Der Anbau von Opium in Afghanistan nimmt beängstigende Ausmaße an: In diesem Jahr stieg die Produktion um ein Drittel auf über 8.000 Tonnen.
Knapp sechs Jahre nach dem Sturz der Taliban hat der Schlafmohnanbau in Afghanistan nach Angaben der Vereinten Nationen ein "beängstigendes Rekordniveau" erreicht. Verglichen mit 2006 werde die Produktion von Opium, dem Grundstoff für Heroin, in diesem Jahr um mehr als ein Drittel auf 8.200 Tonnen zunehmen, teilte das UNO-Büro für Drogen und Kriminalität (UNODC) am Montag in Kabul mit. Afghanistan sei praktisch der alleinige Lieferant des gefährlichsten Rauschgifts der Welt und für 93 Prozent der globalen Opiumproduktion verantwortlich.

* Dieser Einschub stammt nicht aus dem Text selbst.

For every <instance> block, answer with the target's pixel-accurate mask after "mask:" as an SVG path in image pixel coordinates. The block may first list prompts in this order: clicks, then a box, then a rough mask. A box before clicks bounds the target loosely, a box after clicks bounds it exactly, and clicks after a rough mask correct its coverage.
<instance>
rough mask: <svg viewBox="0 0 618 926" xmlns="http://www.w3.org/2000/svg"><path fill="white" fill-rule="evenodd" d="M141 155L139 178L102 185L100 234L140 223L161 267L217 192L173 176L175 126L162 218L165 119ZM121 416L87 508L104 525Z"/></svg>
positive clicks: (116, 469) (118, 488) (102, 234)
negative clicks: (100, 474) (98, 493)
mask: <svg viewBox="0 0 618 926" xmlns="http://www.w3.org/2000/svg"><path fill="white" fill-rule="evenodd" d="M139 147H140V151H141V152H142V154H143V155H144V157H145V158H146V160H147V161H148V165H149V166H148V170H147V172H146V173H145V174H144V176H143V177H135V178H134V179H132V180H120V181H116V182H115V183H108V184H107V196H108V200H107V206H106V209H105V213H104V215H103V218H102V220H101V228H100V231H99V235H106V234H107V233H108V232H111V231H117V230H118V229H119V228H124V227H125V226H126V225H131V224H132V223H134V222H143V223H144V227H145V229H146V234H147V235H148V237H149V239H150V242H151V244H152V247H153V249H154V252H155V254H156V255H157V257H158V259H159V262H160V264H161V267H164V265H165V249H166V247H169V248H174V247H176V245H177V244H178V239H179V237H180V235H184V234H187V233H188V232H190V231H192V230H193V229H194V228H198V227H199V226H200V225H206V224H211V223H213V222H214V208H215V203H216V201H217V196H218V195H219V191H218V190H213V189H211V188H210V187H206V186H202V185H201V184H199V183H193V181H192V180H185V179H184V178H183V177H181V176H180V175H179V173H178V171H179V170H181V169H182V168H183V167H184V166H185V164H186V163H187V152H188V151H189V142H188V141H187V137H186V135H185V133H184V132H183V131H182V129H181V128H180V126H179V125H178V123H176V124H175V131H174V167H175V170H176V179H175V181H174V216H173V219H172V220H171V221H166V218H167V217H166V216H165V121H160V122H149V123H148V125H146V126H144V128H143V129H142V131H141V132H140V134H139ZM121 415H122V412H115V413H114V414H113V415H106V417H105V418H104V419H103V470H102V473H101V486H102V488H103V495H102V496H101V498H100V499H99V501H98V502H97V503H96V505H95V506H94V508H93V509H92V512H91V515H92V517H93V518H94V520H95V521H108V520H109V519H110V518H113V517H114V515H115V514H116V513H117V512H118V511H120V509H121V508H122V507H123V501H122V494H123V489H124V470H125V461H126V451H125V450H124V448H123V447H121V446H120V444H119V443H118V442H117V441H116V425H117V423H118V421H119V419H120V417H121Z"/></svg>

Produktion höher als Kolumbien oder Marokko
"Seit China im
19. Jahrhundert hat kein anderes Land Betäubungsmittel in so tödlichem
Ausmaß produziert", urteilen die Autoren des diesjährigen
UNODC-Opiumberichts zu Afghanistan. Die an Pakistan grenzende Provinz
Helmand sei mit nur 2,5 Millionen Einwohnern die weltweit größte Quelle
illegaler Drogen und produziere alleine mehr als ganze Länder wie Kolumbien
oder Marokko. Dabei überbiete Afghanistan derzeit sogar die weltweite
Nachfrage, heißt es weiter.
Während der Anbau von Schlafmohn im vergleichsweise ruhigen Norden abgenommen habe, sei er im Süden deutlich angestiegen. Die radikal-islamischen Taliban, die in Südafghanistan weite Landstriche kontrollieren, würden - entgegen ihrer religiös begründeten Anti-Opium-Doktrin vom Jahr 2000 - heute wieder vom Drogenanbau profitieren. Zwischen 1996 und 2000 hatte sich das Taliban-Regime mit dem Export von 15.000 Tonnen Opium finanziert.
Düstere Prognose
UNODC-Chef Antonio Maria Costa sagte, die
Situation sehe "düster aus, ist aber noch nicht hoffnungslos". Nach
positiven Erfahrungen etwa im nordafghanischen Balkh hält das UNO-Drogenbüro
es für ein plausibles Ziel, im kommenden Jahr die Hälfte der 34 afghanischen
Provinzen frei vom Opiumanbau zu bekommen. Aktuell sind es 13, sieben mehr
als im Vorjahr. Der Anbau von Schlafmohn hänge weniger mit der Armut der
Menschen in den Provinzen zusammen, als vielmehr mit der Reichweite der
Kabuler Regierung, sagte Costa: "Wo Gegenkräfte zur Regierung herrschen,
floriert Opium."
Costa appellierte daher an die Internationale Gemeinschaft, ihre Anstrengungen in Afghanistan zu verstärken. "Es wäre ein historischer Fehler, Afghanistan unter dem Schlag der Drogen und des (radikal-islamischen) Aufstandes zusammenbrechen zu lassen", sagte er. Nur 14 Prozent der Afghanen seien in den Opiumkultivierung verwickelt. Zudem sei der Kampf gegen die Drogen im eigenen Interesse der NATO, welche die Internationale Schutztruppe ISAF führt. Mit Anbau und Export des Rauschgifts würde der Aufstand finanziert.
Regierung gefordert
Auch die afghanische Regierung sei gefordert.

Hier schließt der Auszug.